Chegou ao vigésimo primeiro andar, as portas se abriram e a pergunta crucial chegou a sua mente ao se ver em um corredor com miríade de portas.
Qual é o apartamento?
Não podia sair tocando a campainha de um por um e as câmeras? Natsuo olhou para o teto e cantos do corredor e se surpreendeu ao não ver nenhuma câmera. Isso era estranho. Havia segurança na entrada, mas nada para monitorar os corredores, parecia proposital.
Todas as portas eram iguais, deviam haver uns dez a vinte apartamentos por andar. Se tocasse na campainha de cada um esperando que abrissem e encontrasse a amante do pai, como saberia que era a amante? Endeavor sem dúvidas não abriria a porta do apartamento, não podia invadir a casa dos outros procurando por um homem de quase dois metros. Na primeira tentativa chamariam a polícia. E se encontrasse, conseguiria provas dos dois juntos além do próprio testemunho? Endeavor negaria até a morte qualquer envolvimento. De repente uma das portas se abriu. Natsuo ficou todo tenso após perceber que não tinha onde se esconder e o pai lhe reconheceria na hora.
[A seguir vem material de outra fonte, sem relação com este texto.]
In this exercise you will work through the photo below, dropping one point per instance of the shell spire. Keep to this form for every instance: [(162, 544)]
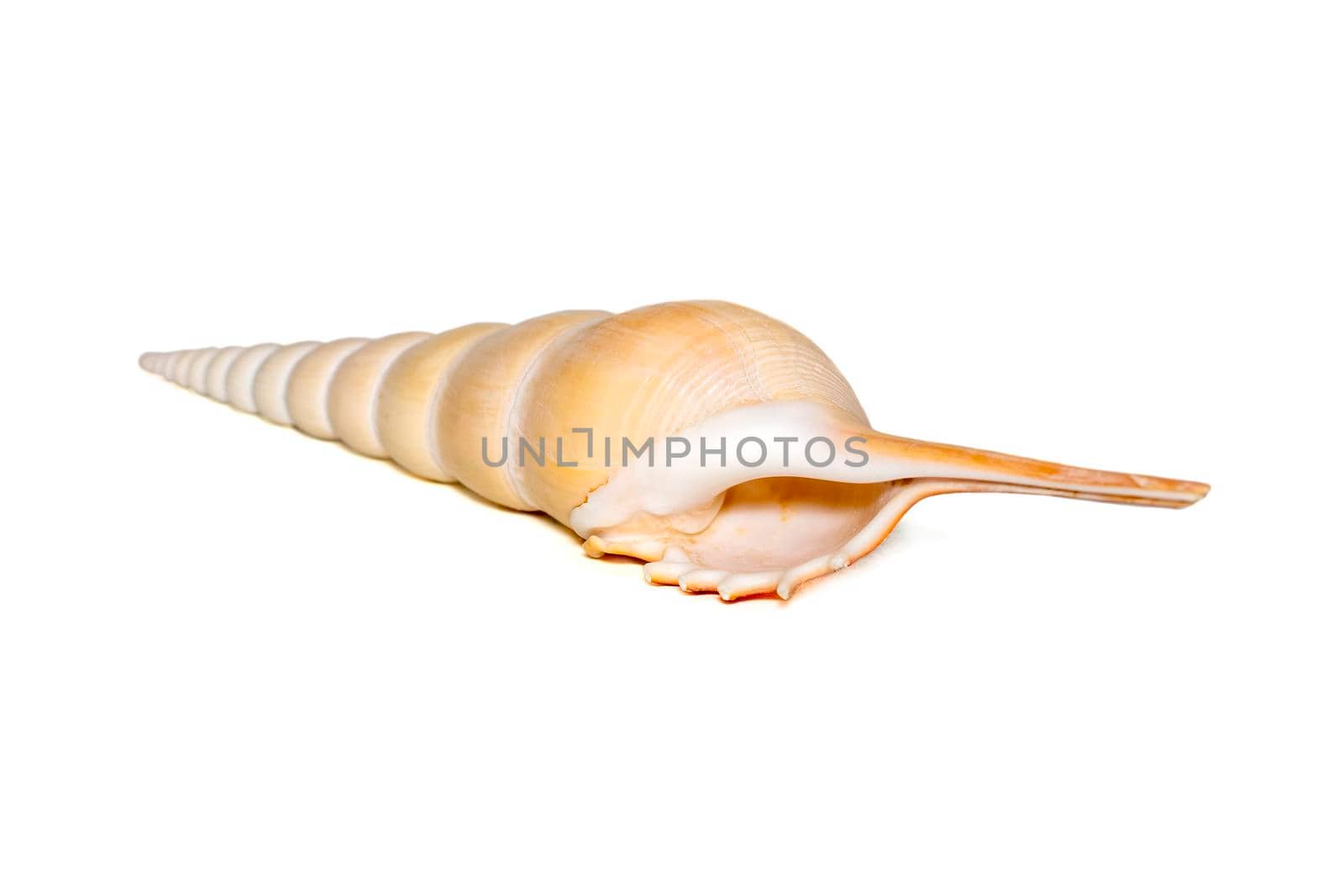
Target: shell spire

Ficou estático no corredor, porém quem saiu foi do apartamento foi uma mulher baixinha no meio dos trinta anos usando roupas sociais e uma bolsa de couro.
— Boa noite. — ela disse para Natsuo.
Ele apenas acenou esperando o pai sair logo atrás dela do apartamento, porém ela só trancou a porta e foi para o elevador. Natsuo descartou o apartamento dela como uma das possibilidades.
Mas e se da próxima vez quem saísse de um dos apartamentos fosse seu pai? Se ele visse Natsuo ali não voltaria nunca mais para o prédio, inventaria alguma desculpa furada para Fuyumi e negaria todas as acusações de Natsuo até a morte. Seria a palavra de Endeavor contra a sua.
Eu preciso de um flagrante, pensou.
Estava tão perto, não podia arruinar tudo. Não podia estragar nada de jeito nenhum! Agora Natsuo sabia qual era o prédio e o andar, poderia investigar o número do apartamento e vigiar esse prédio ao invés da empresa de Endeavor. Assim saberia a rotina do homem com a amante e teria o seu flagrante para quem quisesse ver.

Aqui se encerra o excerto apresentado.